A Jungian View of Fairy Tales

From the Jungian perspective, Fairy Tales all have a set pattern or archetype that make it a fairy tale. Major archetypes include: persona, ego, shadow, self and anima/animus. The most common are: the wise old man (Dumbledore, Gandalf- this character usually meets a horrible fate and is not there to help the hero finish his quest), primeval forest, evil stepmother, eternal child (like Peter Pan), trickster (Norse God, Loki), the shadow, anima/animus ( found in the unconscious of a male with feminine personality traits, found in the unconscious of a female with masculine personality traits) and self.
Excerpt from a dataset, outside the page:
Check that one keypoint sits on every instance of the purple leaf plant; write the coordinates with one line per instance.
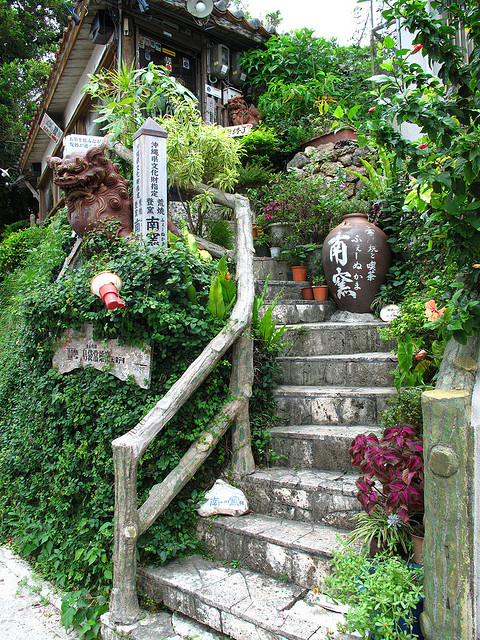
(392, 469)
In every single fairy tale you read, you can find at least one, if not more, of these archetypes. According to Jung these archetypes are apropos. These Jungian viewpoints are a mapping system (structure/skeleton) as to what a tale contains, every tale. Also outlined is the journey of the hero. The hero must go through a certain number of stages to complete his journey. First the hero is seen to be withdrawn and detached. Because of his/her behavior they must undergo a transformation. Through this transformation they will learn the error of their ways and will re-transform and return to teach his/her findings of their wrongdoings. They will then be separated from their path. From their they will have their initiation and finally, their rebirth (they will finally be free from their curse/whatever mistakes they had to learn from and be "born again" as a person with all the knowledge they were lacking prior to their journey. Therefore making them a better and more developed person). 
The entire relationship between Fairy Tales and Jungian Psychology is based on the fact that they are linked together. The entire scheme of Jungian Psychology can be used to accurately describe the elements found in Fairy Tales.